* retirado do livro “Fazer um Filme”, de Federico Fellini. Editado por Ceriblog.
“Qual sua filosofia em relação aos filmes?”
Nunca sei como responder esta pergunta. Acho que faço filmes porque não sei fazer outra coisa, e me parece que tudo tenha acontecido rápido e de uma maneira muito espontânea, muito natural, o que favorece esta inevitabilidade. Já disse que nunca imaginei me tornar um diretor, mas da primeira vez que gritei “Luz! Câmera! Ação! Corta!”, pareceu-me ter sempre feito aquilo, não poderia fazer nada diferente. Aquilo era eu, e aquela era minha vida. E, assim, fazendo filmes, só me proponho a seguir esta inclinação natural, a contar histórias por intermédio do cinema, histórias que fazem parte da minha natureza e que gosto de narrar em uma inextricável mistura de sinceridade e de invenção, de vontade de chocar, de me confessar, me absolver, de um desejo despudorado de agradar, de interessar, de ser a moral, o profeta, a testemunha e o palhaço. Preciso de algum outro motivo?
Mas por que você quer saber dos filmes que quero fazer?

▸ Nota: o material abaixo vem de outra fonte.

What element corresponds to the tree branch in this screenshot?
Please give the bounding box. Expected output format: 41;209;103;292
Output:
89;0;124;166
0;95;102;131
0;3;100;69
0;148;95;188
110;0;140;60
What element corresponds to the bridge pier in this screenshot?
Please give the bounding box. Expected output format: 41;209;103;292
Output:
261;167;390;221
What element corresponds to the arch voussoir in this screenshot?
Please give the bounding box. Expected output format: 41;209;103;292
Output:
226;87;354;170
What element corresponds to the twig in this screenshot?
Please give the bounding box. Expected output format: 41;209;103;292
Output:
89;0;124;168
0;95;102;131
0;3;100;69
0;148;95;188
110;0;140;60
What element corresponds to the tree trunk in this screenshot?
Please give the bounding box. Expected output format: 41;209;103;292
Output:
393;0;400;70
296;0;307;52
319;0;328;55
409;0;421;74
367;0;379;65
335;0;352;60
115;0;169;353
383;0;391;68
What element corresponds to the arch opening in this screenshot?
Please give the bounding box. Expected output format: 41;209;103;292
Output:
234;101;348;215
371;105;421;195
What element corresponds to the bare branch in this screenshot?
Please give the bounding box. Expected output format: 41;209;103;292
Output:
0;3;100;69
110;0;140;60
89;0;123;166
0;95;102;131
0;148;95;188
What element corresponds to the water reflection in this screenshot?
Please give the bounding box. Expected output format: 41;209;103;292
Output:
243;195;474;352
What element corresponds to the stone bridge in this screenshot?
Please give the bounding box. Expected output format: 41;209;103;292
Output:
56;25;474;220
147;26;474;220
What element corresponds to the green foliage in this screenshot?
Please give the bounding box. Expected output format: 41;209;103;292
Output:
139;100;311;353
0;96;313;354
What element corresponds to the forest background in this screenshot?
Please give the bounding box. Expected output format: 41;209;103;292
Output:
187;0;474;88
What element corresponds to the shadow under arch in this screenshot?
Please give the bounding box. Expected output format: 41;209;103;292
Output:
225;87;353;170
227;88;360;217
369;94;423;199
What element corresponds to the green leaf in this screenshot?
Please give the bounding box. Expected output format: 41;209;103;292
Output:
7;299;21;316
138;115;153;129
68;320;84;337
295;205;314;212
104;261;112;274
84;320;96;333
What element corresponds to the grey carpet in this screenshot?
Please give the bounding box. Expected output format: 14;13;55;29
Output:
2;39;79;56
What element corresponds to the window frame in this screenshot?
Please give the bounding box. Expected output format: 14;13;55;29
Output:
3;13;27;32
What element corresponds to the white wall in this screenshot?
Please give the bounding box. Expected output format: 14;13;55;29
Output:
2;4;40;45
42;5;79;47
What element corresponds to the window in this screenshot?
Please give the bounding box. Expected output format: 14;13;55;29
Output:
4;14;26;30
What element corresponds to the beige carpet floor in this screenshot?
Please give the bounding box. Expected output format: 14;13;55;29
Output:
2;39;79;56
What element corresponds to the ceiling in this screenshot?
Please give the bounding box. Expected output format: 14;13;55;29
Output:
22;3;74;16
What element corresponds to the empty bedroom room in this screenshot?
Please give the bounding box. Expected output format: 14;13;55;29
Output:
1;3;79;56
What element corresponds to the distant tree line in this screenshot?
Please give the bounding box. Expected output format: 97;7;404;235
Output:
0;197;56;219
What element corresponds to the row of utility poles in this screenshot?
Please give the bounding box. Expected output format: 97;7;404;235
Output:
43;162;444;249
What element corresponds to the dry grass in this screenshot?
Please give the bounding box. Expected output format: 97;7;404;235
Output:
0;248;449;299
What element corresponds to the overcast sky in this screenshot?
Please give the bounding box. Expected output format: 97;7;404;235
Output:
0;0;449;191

Nunca se deveria falar dos filmes! Antes de tudo porque, pela sua verdadeira natureza, um filme não pode ser descrito com palavras: seria como pretender explicar um quadro ou expressar com palavras uma partitura musical. (…) Há algum tempo li um esclarecedor ensaio de Neuman sobre a criatividade, ou melhor, sobre o “ser criativo”. Posso citá-lo assim, de um modo meio confuso e tosco? Bem, dizia mais ou menos assim: quem é, ou o que é, uma pessoa criativa? A pessoa criativa é aquela que se coloca entre os cânones consoladores, confortantes, da cultura consciente e inconsciente. O escuro. A noite. O fundo do mar. É esta vocação que forma o ser criativo. Ele mora, se coloca, vive nesta área, para operar uma transformação que é símbolo da própria vida; o valor desta aposta é a própria vida do criador, ou sua sanidade mental.